Improved Empirical Methods in Reinforcement-Learning Evaluation

Vukosi Marivate, Rutgers University

Defense Committee: Michael Littman (Chair), Tina Eliassi-Rad and Amélie Marian

Abstract

The central question addressed in this research is "can we define evaluation methodologies that better connect reinforcement-learning (RL) algorithms with real-life data?" First, we address the problem of overfitting. RL algorithms are often tweaked and tuned to specific environments when applied, calling into question whether learning can truly be considered autonomous in these cases. We propose a methodology to evaluate algorithms on distributions of environments, as opposed to a single environment.
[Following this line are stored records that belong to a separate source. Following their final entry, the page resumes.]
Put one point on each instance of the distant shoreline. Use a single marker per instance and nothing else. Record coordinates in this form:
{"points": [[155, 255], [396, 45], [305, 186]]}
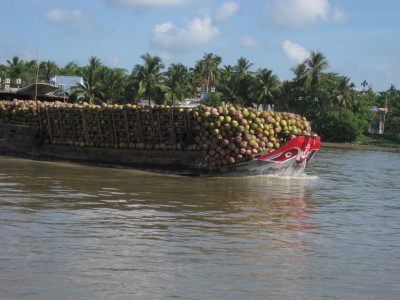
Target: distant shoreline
{"points": [[358, 147]]}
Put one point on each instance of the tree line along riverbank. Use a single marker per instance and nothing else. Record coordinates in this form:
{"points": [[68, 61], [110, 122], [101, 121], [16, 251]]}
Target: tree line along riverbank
{"points": [[338, 110]]}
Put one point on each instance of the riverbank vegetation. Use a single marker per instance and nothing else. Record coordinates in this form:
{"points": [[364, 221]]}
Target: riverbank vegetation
{"points": [[338, 111]]}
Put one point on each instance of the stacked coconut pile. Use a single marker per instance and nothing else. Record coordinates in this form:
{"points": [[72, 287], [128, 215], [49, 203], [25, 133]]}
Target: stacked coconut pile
{"points": [[229, 135], [233, 135]]}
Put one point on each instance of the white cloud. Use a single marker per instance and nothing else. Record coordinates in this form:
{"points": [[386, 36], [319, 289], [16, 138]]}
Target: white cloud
{"points": [[226, 10], [339, 15], [171, 38], [250, 42], [299, 13], [144, 3], [295, 51], [113, 60], [73, 19]]}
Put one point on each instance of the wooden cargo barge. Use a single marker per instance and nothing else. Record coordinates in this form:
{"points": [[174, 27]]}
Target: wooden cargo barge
{"points": [[114, 139]]}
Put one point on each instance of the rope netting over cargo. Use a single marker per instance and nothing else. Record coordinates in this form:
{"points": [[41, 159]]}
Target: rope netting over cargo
{"points": [[139, 127], [228, 135]]}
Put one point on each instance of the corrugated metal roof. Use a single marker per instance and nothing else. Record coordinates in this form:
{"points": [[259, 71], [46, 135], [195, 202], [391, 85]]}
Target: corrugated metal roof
{"points": [[42, 89]]}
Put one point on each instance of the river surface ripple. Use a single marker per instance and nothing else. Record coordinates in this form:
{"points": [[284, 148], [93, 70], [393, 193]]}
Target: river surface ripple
{"points": [[70, 231]]}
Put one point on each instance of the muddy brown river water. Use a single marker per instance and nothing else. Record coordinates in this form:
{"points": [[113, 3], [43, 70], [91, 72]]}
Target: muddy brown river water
{"points": [[69, 231]]}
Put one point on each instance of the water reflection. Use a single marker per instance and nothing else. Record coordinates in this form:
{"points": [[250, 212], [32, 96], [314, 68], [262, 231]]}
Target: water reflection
{"points": [[259, 200], [152, 235]]}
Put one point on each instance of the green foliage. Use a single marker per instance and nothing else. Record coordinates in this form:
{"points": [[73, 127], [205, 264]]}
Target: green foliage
{"points": [[339, 126], [339, 112], [213, 100]]}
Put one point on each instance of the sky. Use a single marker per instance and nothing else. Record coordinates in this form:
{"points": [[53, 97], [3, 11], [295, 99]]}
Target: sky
{"points": [[359, 38]]}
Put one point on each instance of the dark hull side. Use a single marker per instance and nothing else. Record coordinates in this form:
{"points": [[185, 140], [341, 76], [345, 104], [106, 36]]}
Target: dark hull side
{"points": [[25, 141]]}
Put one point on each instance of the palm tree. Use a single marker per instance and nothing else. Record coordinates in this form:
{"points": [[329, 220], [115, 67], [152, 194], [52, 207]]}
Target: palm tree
{"points": [[315, 64], [112, 83], [229, 86], [148, 76], [176, 80], [267, 84], [15, 65], [285, 95], [208, 68], [243, 66], [89, 91], [343, 94]]}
We also develop a formal framework for characterizing the "capacity" of a space of parameterized RL algorithms and bound the number of test environments that need to be used to find a learner that works best for the entire distribution. Second, we develop a method for evaluating RL algorithms offline using a static collection of data. Our motivation is that real-life applications of RL often have properties that make online evaluation expensive (such as driving a robot car), unethical (such as treating a disease), or simply impractical (such as challenging a human chess master). We compared several offline evaluation metrics and found our new metric ("relative Bellman update error") addresses shortcomings in more standard approaches. Third, we examine the problem of evaluating behavior policies for individuals using observational data. Our focus is on quantifying the uncertainty that arises from multiple sources: population mismatch, data sparsity, and intrinsic stochasticity. We have applied our method to a collection of HIV treatment data and are seeking out educational data as a second application.